Em quanto tempo chegaremos a um patamar adequado e qual é ele?

O ministro da Fazenda não pode dizer em quanto tempo ela vai chegar (ao nível adequado), ou estaria predeterminado as taxas do Copom. Como elas dependem da conjuntura, do quadro econômico e do quadro monetário, devem continuar caindo ano que vem. Temos o preço do petróleo caindo, preços dos combustíveis em baixa, preços administrados e preços livres com comportamento benigno, a própria taxa cambial ajuda a ter inflação mais baixa. Os determinantes da inflação indicam para uma taxa baixa. Então, continuará havendo redução.

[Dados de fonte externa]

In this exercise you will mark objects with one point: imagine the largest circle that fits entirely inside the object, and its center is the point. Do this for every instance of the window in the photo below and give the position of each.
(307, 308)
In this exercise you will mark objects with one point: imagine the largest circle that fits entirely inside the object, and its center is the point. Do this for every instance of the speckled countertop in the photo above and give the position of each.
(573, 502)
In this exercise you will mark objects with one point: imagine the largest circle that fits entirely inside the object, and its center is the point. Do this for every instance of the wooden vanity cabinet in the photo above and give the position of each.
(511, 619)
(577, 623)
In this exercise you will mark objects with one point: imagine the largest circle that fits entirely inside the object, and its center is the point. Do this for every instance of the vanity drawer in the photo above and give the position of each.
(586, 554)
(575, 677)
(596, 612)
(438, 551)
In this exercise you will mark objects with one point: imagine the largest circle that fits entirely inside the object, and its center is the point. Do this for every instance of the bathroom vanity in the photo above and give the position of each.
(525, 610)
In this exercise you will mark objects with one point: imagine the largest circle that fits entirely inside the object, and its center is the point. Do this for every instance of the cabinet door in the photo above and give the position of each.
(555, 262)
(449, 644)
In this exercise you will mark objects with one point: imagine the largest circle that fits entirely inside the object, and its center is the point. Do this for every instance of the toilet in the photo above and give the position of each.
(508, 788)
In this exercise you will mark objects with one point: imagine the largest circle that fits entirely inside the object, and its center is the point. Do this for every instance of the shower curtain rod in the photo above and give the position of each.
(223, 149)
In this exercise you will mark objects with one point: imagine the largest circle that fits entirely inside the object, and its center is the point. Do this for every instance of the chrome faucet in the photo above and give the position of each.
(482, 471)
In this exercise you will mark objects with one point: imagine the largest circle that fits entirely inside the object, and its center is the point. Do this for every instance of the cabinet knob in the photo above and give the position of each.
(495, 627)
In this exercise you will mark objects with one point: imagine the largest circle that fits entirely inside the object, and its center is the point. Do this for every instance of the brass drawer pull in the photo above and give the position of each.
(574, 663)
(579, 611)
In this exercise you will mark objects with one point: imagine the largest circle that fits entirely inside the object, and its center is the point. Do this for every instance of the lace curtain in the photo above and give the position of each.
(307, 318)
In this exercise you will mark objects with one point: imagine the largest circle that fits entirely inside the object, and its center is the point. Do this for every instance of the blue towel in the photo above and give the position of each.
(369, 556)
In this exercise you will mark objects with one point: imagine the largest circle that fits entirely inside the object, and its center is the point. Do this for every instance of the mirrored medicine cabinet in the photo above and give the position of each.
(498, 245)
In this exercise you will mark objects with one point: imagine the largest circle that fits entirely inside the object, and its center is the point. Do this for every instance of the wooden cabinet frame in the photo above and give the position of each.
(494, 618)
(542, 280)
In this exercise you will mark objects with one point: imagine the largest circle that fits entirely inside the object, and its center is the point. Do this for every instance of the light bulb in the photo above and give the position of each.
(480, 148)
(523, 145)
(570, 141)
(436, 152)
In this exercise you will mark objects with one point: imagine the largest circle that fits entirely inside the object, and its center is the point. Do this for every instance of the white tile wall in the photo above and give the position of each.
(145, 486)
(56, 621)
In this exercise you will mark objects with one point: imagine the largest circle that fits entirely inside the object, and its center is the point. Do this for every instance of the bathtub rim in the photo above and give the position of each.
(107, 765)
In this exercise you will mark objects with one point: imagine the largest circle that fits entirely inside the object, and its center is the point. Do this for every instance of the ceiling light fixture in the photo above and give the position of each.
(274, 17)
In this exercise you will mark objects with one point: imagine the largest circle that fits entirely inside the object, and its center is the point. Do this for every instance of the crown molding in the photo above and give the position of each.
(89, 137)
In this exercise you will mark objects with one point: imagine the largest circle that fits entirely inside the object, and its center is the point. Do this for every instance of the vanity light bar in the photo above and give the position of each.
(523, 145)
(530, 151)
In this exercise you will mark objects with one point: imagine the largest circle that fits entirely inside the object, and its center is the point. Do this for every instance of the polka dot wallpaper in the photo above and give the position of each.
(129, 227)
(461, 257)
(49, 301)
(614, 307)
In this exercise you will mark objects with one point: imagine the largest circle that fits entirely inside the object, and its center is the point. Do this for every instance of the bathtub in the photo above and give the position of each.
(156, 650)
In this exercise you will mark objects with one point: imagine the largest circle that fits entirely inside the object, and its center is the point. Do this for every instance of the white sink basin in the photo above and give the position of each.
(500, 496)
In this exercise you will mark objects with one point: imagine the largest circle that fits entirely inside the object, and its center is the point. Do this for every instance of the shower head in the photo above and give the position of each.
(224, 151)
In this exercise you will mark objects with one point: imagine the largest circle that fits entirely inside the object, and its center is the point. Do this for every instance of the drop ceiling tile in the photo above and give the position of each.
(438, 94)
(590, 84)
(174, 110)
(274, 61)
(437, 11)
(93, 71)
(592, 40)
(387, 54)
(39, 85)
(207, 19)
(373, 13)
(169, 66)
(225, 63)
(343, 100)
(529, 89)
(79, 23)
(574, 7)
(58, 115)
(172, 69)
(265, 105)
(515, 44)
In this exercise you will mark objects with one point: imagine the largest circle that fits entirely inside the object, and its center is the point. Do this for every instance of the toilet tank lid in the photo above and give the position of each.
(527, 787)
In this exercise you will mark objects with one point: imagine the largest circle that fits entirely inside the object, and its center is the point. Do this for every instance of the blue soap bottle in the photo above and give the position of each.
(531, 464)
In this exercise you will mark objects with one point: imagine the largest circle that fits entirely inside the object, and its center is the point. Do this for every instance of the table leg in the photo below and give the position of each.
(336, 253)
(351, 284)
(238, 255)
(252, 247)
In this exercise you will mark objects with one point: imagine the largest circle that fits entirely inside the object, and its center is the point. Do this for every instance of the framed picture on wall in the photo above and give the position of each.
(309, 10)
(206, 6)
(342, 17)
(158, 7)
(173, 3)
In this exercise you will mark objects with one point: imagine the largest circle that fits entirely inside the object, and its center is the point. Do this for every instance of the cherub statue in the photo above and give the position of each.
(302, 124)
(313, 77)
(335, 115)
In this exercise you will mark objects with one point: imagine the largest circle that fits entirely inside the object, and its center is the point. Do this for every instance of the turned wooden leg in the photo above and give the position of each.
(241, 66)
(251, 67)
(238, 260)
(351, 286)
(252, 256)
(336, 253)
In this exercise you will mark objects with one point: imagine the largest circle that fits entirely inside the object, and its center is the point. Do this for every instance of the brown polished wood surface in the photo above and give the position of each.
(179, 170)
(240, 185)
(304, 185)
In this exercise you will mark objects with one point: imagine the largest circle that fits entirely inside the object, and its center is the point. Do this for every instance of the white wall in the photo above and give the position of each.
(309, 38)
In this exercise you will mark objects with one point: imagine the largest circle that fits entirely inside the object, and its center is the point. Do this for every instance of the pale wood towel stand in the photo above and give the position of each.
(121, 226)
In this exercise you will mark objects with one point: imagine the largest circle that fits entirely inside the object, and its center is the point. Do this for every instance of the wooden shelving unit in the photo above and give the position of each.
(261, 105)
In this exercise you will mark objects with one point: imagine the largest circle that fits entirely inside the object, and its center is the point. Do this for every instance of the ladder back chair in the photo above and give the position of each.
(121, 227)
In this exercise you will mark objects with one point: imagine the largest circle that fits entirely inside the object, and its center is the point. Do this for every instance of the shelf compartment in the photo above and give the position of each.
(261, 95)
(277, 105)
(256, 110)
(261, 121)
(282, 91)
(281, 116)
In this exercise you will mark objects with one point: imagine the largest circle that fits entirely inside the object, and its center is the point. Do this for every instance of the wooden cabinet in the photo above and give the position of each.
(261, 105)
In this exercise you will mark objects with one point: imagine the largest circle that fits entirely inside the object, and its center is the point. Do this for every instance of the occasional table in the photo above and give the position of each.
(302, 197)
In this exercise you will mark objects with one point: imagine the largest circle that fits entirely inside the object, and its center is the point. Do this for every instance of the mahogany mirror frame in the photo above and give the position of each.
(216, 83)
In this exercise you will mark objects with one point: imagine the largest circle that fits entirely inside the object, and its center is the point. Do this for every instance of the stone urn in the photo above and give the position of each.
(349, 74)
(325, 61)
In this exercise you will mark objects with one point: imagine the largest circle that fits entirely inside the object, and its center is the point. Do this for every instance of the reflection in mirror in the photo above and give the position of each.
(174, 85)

E num eventual segundo governo Lula, como seria a política monetária?

Continua a mesma filosofia. Estamos no período da colheita. Uma das diferenças do primeiro mandato para o segundo é que no primeiro tínhamos de baixar a inflação para patamares razoáveis. Havia o risco de acelerar o crescimento e ter alta da inflação. Feito esse ajustamento, passamos para uma fase onde a política monetária é mais flexível. Daqui para frente, é caminhar em direção a uma taxa de juros compatível com outros países emergentes. Eu diria que a taxa de juros hoje é uma das variáveis que destoam do restante da economia brasileira. A taxa de juros alta é uma espécie de herança dos desequilíbrios do passado. Mas caminha rapidamente para essa normalidade.

Caminhará mais rapidamente?

Como estamos com a inflação sob controle e ela está dentro das metas, então deve caminhar para um nível adequado.

Mais rapidamente?

É. Não vejo a necessidade de elevá-la. No passado, tivemos de fazer por causa da inflação.

Mas a trajetória de queda será nesse ritmo de meio ponto ou será algo mais forte?

Você está fazendo uma pergunta que não posso responder, porque estaria dizendo: 'O Copom vai reduzir x% ou y%.' Não posso predeterminar a decisão do Copom. A taxa de juros está propiciando um cenário favorável para o crescimento maior da economia. Há uma correlação estreita entre juros e crescimento da economia.

Com os cortes, o Banco Central estaria corrigindo um exagero na dose cometido no passado?

Pode ter cometido erros, acertos. O que importa é que hoje se criaram as condições para um crescimento equilibrado sem inflação.